They would monitor and adjust the cabin environment. They would operate the communications system. They would make physiological, astronomical, and meteorological observations that could not be made by instruments. Most important, they would be able to operate the reaction controls in space and be capable of initiating descent from orbit. This was the key part, that the astronaut could take over control of the spacecraft itself.
The chosen seven had shown emotional maturity, engineering, flight experience and motivation. Eighteen others were unreservedly recommended.
On 27 April 1959 they began work at Langley Air Force Base. NASA was considering 10 flights carrying chimpanzees but this changed on 12 April 1961. The Soviets made the first manned flight. Shepard followed on 5 May 1961. On 25 May President Kennedy presented his vision to Congress.

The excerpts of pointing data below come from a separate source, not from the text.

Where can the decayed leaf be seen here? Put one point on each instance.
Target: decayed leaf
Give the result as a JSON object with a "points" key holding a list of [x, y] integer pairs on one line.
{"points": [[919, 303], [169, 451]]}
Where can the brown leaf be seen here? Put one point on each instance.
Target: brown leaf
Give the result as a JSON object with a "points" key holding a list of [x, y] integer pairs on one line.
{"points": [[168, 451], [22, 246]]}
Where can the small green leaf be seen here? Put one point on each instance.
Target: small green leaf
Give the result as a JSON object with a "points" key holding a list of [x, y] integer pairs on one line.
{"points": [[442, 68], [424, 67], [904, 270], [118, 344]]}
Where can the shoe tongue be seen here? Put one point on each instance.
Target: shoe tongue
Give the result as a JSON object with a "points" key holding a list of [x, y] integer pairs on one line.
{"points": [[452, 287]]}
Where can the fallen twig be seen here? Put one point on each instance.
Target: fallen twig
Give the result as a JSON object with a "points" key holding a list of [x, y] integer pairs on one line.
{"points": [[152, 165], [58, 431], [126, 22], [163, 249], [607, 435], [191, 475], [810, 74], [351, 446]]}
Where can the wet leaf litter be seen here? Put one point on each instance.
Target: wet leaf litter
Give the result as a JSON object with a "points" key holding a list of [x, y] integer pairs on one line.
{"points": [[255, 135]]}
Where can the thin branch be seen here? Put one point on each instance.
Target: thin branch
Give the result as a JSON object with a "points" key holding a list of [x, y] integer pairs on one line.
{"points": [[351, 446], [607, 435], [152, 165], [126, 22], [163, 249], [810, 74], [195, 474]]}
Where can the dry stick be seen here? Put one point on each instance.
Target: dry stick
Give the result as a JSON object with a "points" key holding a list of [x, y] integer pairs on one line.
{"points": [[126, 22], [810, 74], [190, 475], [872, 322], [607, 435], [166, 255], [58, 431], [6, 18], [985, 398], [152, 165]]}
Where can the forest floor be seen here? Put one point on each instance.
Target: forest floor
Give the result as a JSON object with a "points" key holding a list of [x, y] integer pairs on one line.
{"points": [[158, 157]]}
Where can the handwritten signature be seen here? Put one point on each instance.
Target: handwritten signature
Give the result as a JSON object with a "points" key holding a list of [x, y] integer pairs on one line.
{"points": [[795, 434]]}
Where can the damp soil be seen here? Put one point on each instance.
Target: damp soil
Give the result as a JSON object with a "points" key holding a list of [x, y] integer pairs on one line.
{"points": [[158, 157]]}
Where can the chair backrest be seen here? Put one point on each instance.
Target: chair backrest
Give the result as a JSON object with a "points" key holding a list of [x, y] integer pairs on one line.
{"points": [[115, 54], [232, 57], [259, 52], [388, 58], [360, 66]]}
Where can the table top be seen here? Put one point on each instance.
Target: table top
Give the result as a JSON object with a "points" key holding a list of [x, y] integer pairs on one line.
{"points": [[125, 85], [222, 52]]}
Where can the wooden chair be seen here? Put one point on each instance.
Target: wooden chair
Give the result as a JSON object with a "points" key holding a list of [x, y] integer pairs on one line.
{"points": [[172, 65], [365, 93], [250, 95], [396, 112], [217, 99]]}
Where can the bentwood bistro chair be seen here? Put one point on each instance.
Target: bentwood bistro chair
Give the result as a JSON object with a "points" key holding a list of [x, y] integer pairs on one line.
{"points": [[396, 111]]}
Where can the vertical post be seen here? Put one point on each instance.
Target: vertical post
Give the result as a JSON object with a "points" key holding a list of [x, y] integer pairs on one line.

A couple of weeks later, Gilruth and Webb were aboard one of NASA’s R4Ds when over the radio the president was addressing Congress, pledging NASA to a lunar expedition. Gilruth was “aghast.” He looked at Webb, who knew all about it. In his special message to Congress, delivered on May 25, 1961, President Kennedy set out his vision on a number of “urgent national needs,” one of them the conquest of space. In a resonant call to arms, the president asked the nation to “commit itself to achieving the goal, before this decade is out, of landing a man on the moon and returning him safely to the earth.” No other space project, Kennedy declared, would be “more impressive to mankind, or more important for the long-range exploration of space.”